‘STABLE CONDITION’…. As the debate over health care reform dragged on, many on the right believed the process and the underlying policy would wreak havoc on the Democratic Party’s public standing. If Dems actually passed the controversial package, some conservatives claimed, the majority party would likely face a massive public backlash.
It’s early, and much of the public may still be shaping its perceptions about last week’s breakthroughs, but so far there is no such backlash. The Washington Post noted its new poll results today, emphasizing the fact that the reform process has left Democrats “in stable condition.” The governing party hasn’t seen a big boost, but it hasn’t seen its fortunes decline, either.
After steering the landmark health-care reform bill through Congress, the Democratic Party’s leaders have emerged mostly unscathed, according to a new Washington Post poll, but they have not received a notable boost in approval ratings.
Shifts among core constituencies suggest that President Obama and House Speaker Nancy Pelosi (Calif.) may have reaped some benefit from the legislation’s passage, but the public’s take on the Democratic Party has not budged, and Senate Majority Leader Harry M. Reid (Nev.) appears to be losing popularity.
President Obama’s approval rating is up a few points, to 53%, and his numbers got a boost on questions pertaining to his handling of health care reform and bringing needed change to Washington.
Looking through the internals (pdf), Democrats still enjoy an edge over Republicans on which party voters trust to do a better job on the economy, health care, immigration, Afghanistan, the budget deficit, taxes, and energy policy.
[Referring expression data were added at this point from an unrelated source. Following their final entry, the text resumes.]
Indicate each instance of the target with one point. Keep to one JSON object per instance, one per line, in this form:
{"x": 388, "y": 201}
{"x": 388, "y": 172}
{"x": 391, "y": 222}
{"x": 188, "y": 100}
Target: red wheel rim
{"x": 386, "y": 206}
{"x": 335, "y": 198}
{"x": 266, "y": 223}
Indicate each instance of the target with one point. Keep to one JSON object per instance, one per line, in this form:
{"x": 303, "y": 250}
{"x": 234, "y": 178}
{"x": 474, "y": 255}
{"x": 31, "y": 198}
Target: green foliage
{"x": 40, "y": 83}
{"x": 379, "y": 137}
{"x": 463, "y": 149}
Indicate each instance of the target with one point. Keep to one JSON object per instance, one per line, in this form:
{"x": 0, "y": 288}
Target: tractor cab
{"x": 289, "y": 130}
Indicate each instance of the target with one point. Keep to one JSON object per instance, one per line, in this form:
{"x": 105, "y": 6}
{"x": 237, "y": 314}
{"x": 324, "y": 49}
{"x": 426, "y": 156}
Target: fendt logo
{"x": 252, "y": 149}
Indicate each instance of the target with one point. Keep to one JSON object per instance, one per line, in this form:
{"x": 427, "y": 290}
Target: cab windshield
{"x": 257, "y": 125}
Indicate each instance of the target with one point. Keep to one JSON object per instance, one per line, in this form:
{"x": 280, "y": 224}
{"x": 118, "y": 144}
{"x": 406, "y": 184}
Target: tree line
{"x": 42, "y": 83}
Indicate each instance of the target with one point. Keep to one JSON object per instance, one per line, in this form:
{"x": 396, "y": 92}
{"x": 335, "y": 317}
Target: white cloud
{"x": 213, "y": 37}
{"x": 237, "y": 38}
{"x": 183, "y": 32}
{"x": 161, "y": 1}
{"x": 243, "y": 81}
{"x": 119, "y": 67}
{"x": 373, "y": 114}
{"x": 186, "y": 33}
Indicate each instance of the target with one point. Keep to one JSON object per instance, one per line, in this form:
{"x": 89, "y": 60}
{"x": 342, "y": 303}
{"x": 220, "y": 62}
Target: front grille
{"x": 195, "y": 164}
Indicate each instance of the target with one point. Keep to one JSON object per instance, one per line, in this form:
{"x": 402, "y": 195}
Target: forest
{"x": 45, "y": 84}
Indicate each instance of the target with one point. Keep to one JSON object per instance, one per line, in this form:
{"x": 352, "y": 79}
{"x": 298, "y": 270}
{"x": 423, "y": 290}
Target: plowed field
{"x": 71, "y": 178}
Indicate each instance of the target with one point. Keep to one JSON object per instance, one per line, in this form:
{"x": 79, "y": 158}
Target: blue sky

Republicans, meanwhile, have an edge on handling counter-terrorism.
In nearly every category in which the Democrats are ahead, the party’s margin over the GOP has slipped since last year, but if Dems are right, and the worst is behind them, they’ve weathered the storm fairly well.
Indeed, on the generic congressional ballot, Republicans led Democrats among registered voters in February, 48% to 45%. Now those numbers are nearly reversed in Dems’ favor, 48% to 44%.
Of particular interest, the enthusiasm gap between the parties’ rank-and-file voters appears to be quite small at this point. Among Dems, 74% consider themselves enthusiastic about voting this year, while 25% are no. For Republicans, 76% are enthusiastic, and 23% are not.
To be sure, these are not exactly impressive numbers for Dems, but given where they feared they’d be at the end of the reform process, many in the party are likely satisfied with results like these.